Our lead product candidates are BGB-3111 and BGB-A317. BGB-3111 is a potent and highly selective small molecule BTK inhibitor that is currently being evaluated in dose expansion clinical trials as a monotherapy and in combination with other therapies to treat various lymphomas. BGB-A317 is a humanized monoclonal antibody against the immune checkpoint receptor PD-1. It is believed to be differentiated from the currently approved PD-1 antibodies with the ability to bind Fc gamma receptor I specifically engineered out, and has the potential to restore a T-cell’s cancer killing ability by inhibiting PD-1 and removing the blockade of immune activation against cancer.

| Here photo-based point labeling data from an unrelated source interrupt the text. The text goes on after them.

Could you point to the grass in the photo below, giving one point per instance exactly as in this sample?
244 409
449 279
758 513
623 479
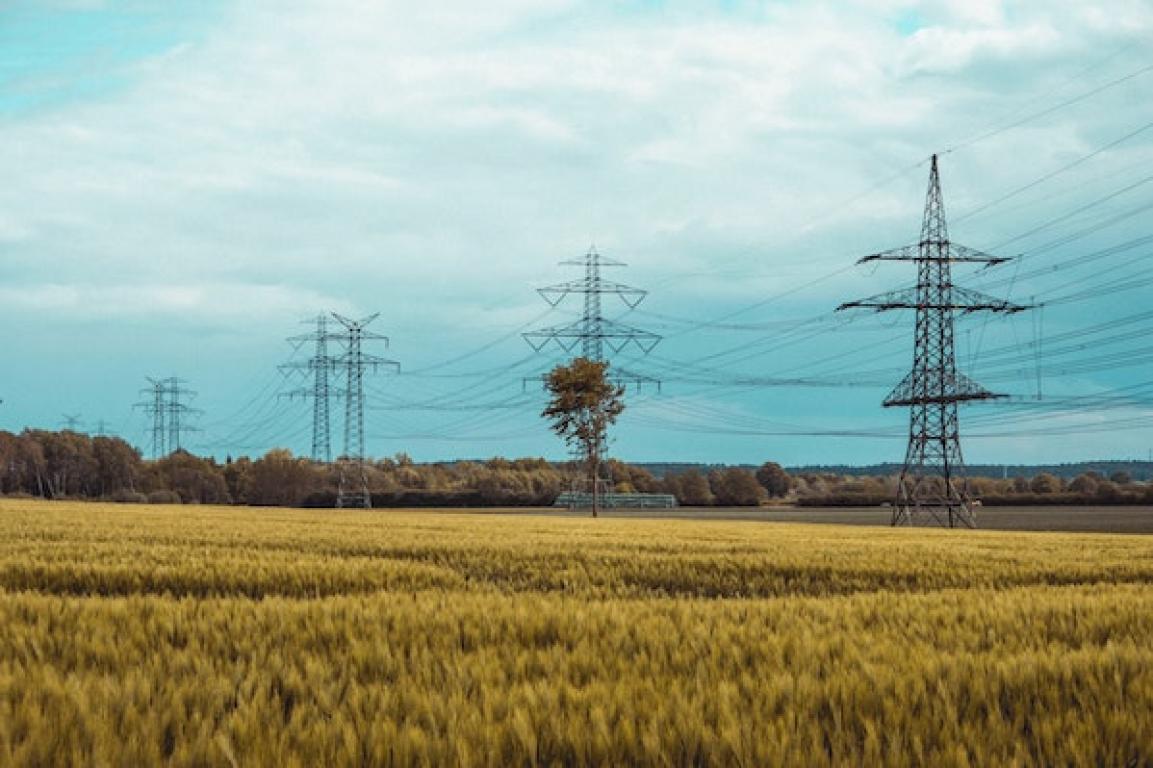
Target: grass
203 635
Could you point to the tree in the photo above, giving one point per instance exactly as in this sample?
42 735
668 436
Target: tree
774 479
280 479
735 487
1046 483
582 405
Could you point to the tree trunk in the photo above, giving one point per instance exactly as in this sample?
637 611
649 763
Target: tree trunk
595 474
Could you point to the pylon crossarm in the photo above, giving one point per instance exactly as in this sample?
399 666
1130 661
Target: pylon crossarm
903 254
959 299
951 253
958 253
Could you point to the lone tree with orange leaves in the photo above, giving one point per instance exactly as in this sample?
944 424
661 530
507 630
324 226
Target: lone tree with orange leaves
582 405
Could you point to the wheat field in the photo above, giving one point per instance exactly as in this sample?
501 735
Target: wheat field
194 635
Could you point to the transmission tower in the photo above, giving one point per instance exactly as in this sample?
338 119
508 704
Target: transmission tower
176 412
593 332
354 361
931 489
321 366
168 411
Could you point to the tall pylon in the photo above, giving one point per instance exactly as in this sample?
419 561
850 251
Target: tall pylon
592 332
166 407
932 488
321 366
354 361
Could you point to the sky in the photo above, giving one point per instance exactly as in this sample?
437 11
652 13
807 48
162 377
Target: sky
186 183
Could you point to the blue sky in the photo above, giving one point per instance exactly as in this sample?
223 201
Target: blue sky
185 182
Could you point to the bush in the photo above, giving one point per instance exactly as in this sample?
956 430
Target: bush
125 496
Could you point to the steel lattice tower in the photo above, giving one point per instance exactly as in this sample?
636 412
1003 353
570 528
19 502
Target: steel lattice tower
167 411
931 489
321 366
592 332
353 490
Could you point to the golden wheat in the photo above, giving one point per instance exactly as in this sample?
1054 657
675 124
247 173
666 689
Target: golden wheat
201 635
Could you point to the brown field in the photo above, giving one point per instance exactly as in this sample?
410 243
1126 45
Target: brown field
200 635
1089 519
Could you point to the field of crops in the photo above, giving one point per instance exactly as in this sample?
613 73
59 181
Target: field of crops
202 635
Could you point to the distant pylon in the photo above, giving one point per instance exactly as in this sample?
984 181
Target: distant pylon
156 408
592 332
931 488
321 366
176 412
166 407
353 489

We also have other clinical stage assets, including BGB-290 and BGB-283. BGB-290 is a molecularly targeted, orally available, potent and highly selective inhibitor of PARP1 and PARP2. BGB-290 has the potential to be differentiated from other PARP inhibitors, including olaparib, the only PARP inhibitor currently approved by the FDA and the EMA, in terms of selectivity, DNA-trapping activity, oral bioavailability and brain penetration. BGB-283 is a small molecule RAF kinase inhibitor which is also currently being evaluated in dose expansion clinical trials as a monotherapy and in combination with other therapies to treat cancers with aberrations in the mitogen-activated protein kinase, or MAPK, pathway, including BRAF gene mutations and KRAS/NRAS gene mutations where first generation BRAF inhibitors are not effective.
We have a global team of 215 employees and consultants, including 149 talented scientists and clinicians, with deep scientific knowledge, extensive pharmaceutical experience, and a commitment to improving the lives of cancer patients globally. We have offices and facilities established around the world, including global clinical headquarters in Fort Lee, New Jersey with additional clinical facilities in Australia, New Zealand, and Beijing, China, an R&D center in Beijing, China, a manufacturing plant in Suzhou, China, and operations in Beijing and Shanghai, China, and Boston, Massachusetts.